The reason why a black rooster represents the mark of a true Chianti Classico goes back to a 13th century legend. Two knights, one from Florence and one from Siena, were disputing over land and they agreed that they would mark out their territories when the roosters sang at dawn. Before the day of this duel, the Florentines kept a black rooster in a box without food, so it crowed much earlier than dawn, which meant the Florentine knight left earlier and was able to claim most of the land right up to the walls of Siena. 

The Popularity  

Chianti has attracted esteemed figures through the centuries. The renowned 15th century Renaissance sculptor Michelangelo purchased several land plots and houses in Chianti, even making his own wine. The 16th century diplomat Machiavelli sought refuge here, as did the scientist astronomer Galilei. The 19th century composer Verdi was also an avid fan of Chianti wine.  

Discover Chianti

Naturally, you’ll find enotecas in the tiniest of hamlets and local wine museums across Chianti, but you may be surprised to learn that a holiday here can go beyond the wine. The best way to explore this region is by car, and the Strada Statale 22 Chiantigiana is a delightfully picturesque road, sprinkled with interesting villages en route.  

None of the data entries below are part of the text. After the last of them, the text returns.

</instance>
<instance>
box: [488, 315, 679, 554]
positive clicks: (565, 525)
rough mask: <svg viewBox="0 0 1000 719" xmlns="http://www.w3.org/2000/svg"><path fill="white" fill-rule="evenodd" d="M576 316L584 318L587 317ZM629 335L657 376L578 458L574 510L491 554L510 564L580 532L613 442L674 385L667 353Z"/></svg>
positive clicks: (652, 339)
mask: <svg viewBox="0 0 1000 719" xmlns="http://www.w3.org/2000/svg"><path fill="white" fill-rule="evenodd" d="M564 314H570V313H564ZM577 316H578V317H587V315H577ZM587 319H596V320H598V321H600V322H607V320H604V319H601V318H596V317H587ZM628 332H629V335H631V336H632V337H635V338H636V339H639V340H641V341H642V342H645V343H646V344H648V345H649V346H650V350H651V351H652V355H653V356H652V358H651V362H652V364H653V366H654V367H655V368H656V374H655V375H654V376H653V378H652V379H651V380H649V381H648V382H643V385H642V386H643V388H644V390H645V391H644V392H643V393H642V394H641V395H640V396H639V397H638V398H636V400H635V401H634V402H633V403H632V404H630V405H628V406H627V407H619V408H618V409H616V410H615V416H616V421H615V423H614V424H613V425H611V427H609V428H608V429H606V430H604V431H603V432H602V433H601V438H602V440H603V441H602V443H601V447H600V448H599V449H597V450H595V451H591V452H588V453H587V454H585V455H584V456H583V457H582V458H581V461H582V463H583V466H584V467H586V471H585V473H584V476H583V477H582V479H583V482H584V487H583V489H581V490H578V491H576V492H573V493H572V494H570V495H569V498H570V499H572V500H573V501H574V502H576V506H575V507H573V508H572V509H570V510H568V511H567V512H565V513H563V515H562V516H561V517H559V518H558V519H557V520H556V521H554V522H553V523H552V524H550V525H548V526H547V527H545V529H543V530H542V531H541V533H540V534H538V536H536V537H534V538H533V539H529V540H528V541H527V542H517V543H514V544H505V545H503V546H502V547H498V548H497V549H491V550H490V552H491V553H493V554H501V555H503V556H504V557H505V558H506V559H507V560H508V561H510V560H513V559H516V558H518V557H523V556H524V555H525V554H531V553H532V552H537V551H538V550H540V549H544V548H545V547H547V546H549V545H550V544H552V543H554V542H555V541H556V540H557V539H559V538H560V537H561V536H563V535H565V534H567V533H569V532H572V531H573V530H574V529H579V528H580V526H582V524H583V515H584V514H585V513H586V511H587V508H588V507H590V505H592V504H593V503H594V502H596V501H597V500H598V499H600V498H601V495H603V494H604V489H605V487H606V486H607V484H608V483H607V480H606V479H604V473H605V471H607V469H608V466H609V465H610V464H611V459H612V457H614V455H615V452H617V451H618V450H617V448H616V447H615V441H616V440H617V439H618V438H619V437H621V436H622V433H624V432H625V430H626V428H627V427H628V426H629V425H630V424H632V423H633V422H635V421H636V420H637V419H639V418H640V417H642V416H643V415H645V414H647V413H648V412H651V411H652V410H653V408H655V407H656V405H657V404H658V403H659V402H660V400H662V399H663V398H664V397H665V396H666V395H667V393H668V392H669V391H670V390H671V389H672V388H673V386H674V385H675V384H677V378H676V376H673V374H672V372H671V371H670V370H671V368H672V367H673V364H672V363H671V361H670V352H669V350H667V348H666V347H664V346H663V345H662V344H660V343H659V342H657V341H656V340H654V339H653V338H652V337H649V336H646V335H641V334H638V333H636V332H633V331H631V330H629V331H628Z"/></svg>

To truly savour the timeless appeal of Chianti Classico wines, take a private tour with Citalia, so you can fully enjoy the experience with an English-speaking driver-cum-guide! We’ll take you on the Chiantigiana wine route, pausing at a local winery for a tasting at the cellar door, and a delicious light lunch of fresh, seasonal produce. 
 
Explore famous towns, like Greve and Radda, to taste their signature wines and other delights, such as home-pressed olive oil, handcrafted cheese, and aromatic balsamic vinegar.  

The land can always be appreciated through delicious food, with specialities like ham from the local breed of cinta senese, the Tuscan bread soup of ribollita, and collo ripieno, a stuffed chicken neck. 

Plus, there are numerous small Romanesque and Renaissance churches to explore, such as San Cresci in Montefioralle (Greve), Santa Maria in Spaltenna, and Sant’Appiano (Barberino Val d’Elsa). Then there’s sacred art to witness in the region’s museums, such as at San Casciano, or in Tavarnelle Val di Pesa, as well as an incredible archaeological museum in Castellina. You might also like to head to Chianti Sculpture Park, which boasts art objects from all around the world.